Geoffrey stared at her in complete and utter confusion. “Correct me if I am wrong, Mary, but I thought only a few hours ago you expressed an interest in thinning your throng of admirers.”

She didn’t even bat an eyelash. “I still do.”

“Then…” He hesitated, struggling to grasp any semblance of understanding. “Then why do you want to know more of these gentlemen?”

Mary opened her eyes and looked at him as if he had sprouted an additional three heads. “Because most of those gentlemen were a far cry better than the majority of the ones I have had to endure as yet. I’m not thinning the crowd purely for the number, I also want to ensure that the ones I do keep are ones worth spending any period of time with. Surely you can understand that.”

He did. He wished he didn’t, but he did. “So Marianne will help you there?” he asked, keeping his voice level.

“I hope so. She has more practice than I do with this sort of thing.”

“Just be careful, Mary.”

Mary laughed and tilted her head at him in the coy fashion he’d seen her adopt of late. “Are you getting protective of me, Geoffrey?”

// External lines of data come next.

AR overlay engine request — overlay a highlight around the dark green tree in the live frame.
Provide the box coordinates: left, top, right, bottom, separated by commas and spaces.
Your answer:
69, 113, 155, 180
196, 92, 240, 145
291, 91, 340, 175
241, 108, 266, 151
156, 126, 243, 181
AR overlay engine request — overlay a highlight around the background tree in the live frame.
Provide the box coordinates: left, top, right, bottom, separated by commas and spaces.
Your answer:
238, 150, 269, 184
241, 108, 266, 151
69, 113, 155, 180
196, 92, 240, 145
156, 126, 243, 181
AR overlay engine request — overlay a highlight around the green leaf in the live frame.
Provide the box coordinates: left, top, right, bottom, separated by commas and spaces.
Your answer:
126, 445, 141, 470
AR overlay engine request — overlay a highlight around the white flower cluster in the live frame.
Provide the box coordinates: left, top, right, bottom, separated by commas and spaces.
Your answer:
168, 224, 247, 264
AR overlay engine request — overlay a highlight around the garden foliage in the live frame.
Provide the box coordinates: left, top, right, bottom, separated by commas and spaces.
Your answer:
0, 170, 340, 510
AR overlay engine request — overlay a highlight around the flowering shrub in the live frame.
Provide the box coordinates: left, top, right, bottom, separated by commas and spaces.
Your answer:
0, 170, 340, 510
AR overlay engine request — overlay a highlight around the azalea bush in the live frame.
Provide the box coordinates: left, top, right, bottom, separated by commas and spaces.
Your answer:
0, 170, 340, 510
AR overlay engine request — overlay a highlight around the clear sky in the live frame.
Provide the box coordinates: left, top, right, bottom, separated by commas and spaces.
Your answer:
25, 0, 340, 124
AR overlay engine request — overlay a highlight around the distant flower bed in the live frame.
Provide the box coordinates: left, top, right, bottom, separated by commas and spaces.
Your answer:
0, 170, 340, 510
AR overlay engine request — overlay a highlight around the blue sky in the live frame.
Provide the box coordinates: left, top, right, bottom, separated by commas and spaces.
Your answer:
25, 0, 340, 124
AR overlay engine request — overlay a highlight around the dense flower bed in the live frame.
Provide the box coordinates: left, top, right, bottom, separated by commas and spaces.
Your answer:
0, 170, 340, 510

He did not return her smile. “You don’t enjoy injuring people, and Marianne does. I would hate to see you lose any respect by becoming more like her.”

Mary’s brows snapped together. “I hardly think Marianne actually enjoys injuring people.”

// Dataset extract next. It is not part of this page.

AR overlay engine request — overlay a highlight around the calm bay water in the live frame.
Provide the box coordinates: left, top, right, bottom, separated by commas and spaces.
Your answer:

“You don’t know her like I do.”

“You may not know her as well as you think you do.”

He tossed his hands into the air. “For heaven’s sake, Mary, I’m only trying to help.”

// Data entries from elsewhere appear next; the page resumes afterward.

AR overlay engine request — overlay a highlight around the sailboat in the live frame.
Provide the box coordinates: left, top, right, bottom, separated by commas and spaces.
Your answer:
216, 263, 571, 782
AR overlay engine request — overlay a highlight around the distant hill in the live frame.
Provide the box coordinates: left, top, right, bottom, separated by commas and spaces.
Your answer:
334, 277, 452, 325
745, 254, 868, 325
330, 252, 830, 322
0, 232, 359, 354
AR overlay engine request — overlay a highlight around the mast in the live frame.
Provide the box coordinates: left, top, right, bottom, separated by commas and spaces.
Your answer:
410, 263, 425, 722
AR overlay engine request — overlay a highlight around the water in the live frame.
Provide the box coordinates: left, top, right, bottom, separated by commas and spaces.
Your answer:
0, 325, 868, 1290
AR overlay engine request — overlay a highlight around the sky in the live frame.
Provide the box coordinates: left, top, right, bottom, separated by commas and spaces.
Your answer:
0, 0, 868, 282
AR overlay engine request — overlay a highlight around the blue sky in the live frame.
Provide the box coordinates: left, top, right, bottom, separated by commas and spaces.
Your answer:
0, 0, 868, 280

“By telling me to be careful with your friend’s sister because the poor girl might turn me wicked?”

“I never said that.”

She snorted and shook her head. “Obviously, we aren’t having the conversation you think we are.”

“She has a reputation for breaking hearts and being cruel about it,” he said, his voice louder than he liked, but he couldn’t help it.

“At least she has a reputation and one that involves something other than being dull and lifeless!”

His jaw dropped and he reared back a little. “Are you jealous of her?”

One brow rose in his direction. “And if I am?”

“Mary, you have so much more to offer than she does! Would you rather be the brunt of scorn and disdain than the ideal of respect and propriety?”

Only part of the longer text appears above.